О.П.: Нет, такие события нельзя предотвратить, потому что мы не знаем, что с этим ребенком на самом деле произошло. Возможно, это начало какого-либо психического заболевания. Есть часть заболеваний, которые обостряются именно с приходом гормонов. Например, часто психиатрию не ставят в детском возрасте, потому что она может погаситься теми же самыми гормонами. А может и спровоцировать ее дальнейшее развитие. Возможно, там какое-то произошло обострение, возможно, какая-то личная ситуация. Это всегда было, есть и будет, как и детские суициды, что тоже не менее страшно. Другой вопрос, что какую-то часть можно предотвратить, распознать. 100% этого избежать нельзя, ни таких трагедий, как в Ивантеевке, ни детских суицидов или еще чего-то. Сейчас очень многие родители заняты добыванием денег, заняты собой, дети предоставлены сами себе в интернете. Очень многие родители не знают, что происходит с их детьми. Потому что вот эта позиция, которая шла из достаточно давних времен, что типа у ребенка есть личное пространство, его нельзя нарушать, — это все хорошо и замечательно. Но если раньше личное пространство ребенка ограничивалось, допустим, каким-то дневником, который лежал в комнате под замочком или был спрятан под подушкой, и это была вся информация, то сейчас говорить о том, что пространство в интернете личное — оно не личное. Там очень часто дети размещают то, что видят их друзья, но не видят родители. И родителям удобно иметь такую позицию — мы все в белом, все замечательные, мы не будем лезть, не будем узнавать эту информацию. Но ответственность-то за ребенка несут родители.

А.Х.: То есть панацеи от таких событий мы не найдем.

О.П.: Нет, никакой панацеи нет. Просто больше внимания, если конкретно самим родителям что-то предлагать, больше смотреть, больше обращать внимания, не бояться смотреть, в том числе, что ребенок пишет во «ВКонтакте» или в каких еще он сетях находится. Даже по тому, какую музыку ребенок слушает, в какие группы он заходит, кого он ставит себе в друзья, можно очень много понять. Какие ставит аватарки, какие ники меняет. Это говорит о душевном состоянии ребенка. Если он себя называет «Черным демоном», это одно, а если «Прекрасным принцем», то у него явное другое состояние.

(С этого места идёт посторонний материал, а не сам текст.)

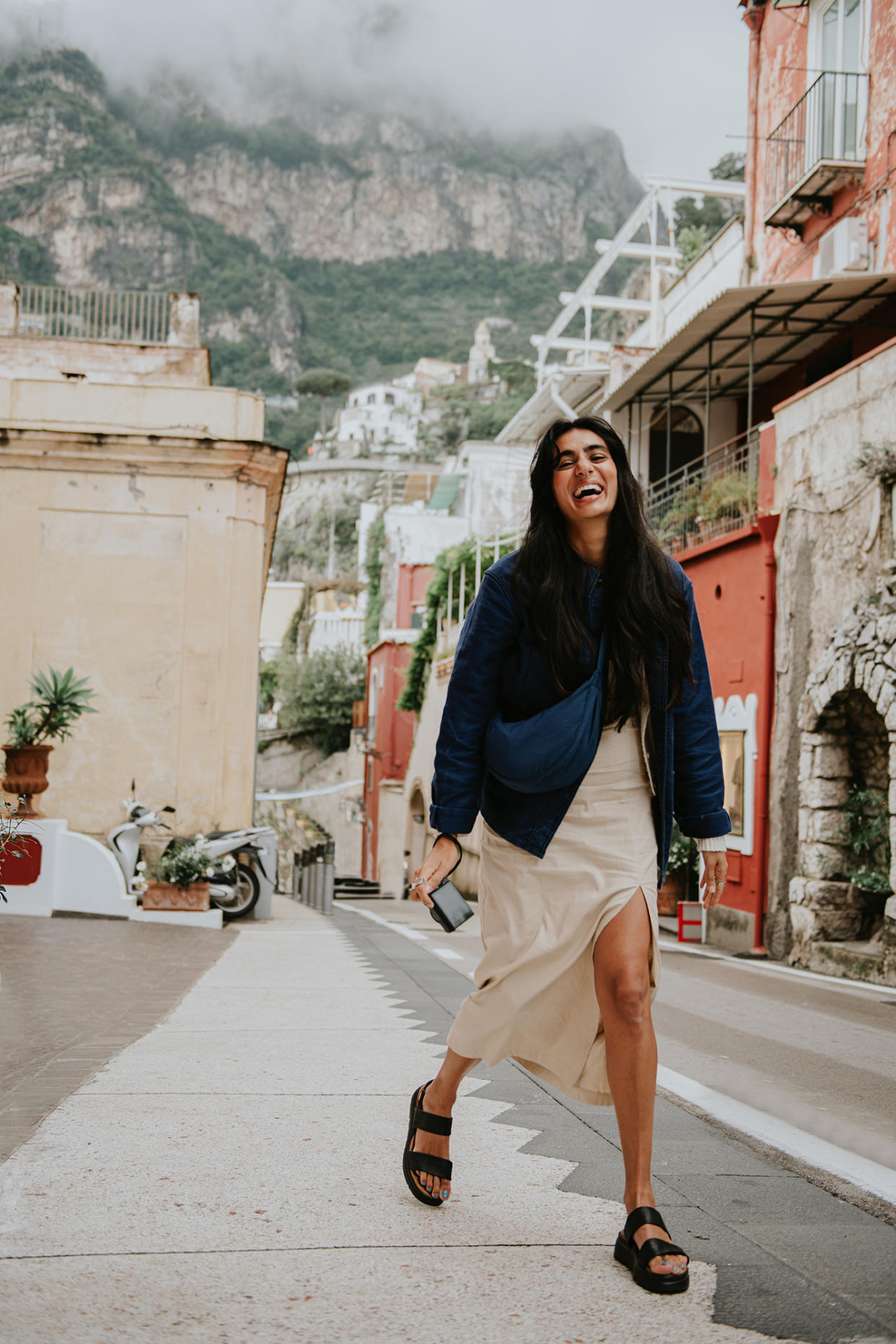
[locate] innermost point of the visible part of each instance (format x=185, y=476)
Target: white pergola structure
x=558, y=385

А.Х.: Но, наверное, здесь еще надо избегать неких самолечений, все-таки надо обращаться к специалистам.

О.П.: Да, безусловно, к специалистам нужно обращаться. Сейчас стало больше обращений родителей. И многие пытаются что-то предотвратить, ту же самую компьютерную зависимость, которая может спровоцировать такие случаи у мальчиков. Они проводят много времени в играх, достаточно агрессивных. У них нет умения общаться. Я на днях проводила тренинг для подростков. Ребята прекрасные, от 11 до 15 лет. Они все проводят в сети — минимум, который был озвучен, — 2,5 часа в день. А судя по всему, это гораздо больше, назывались цифры и 6 часов. Так вот, они сели, их 6 деток было, и они не могут друг с другом разговор завязать. Это подростки, для которых это достаточно не критично, они не забитые, не зажатые, нормальные дети были. Они не умеют считывать эмоции, они привыкли ставить смайлики. У них нет понимания, как жить в этой реальной жизни, они там живут, в виртуальном пространстве.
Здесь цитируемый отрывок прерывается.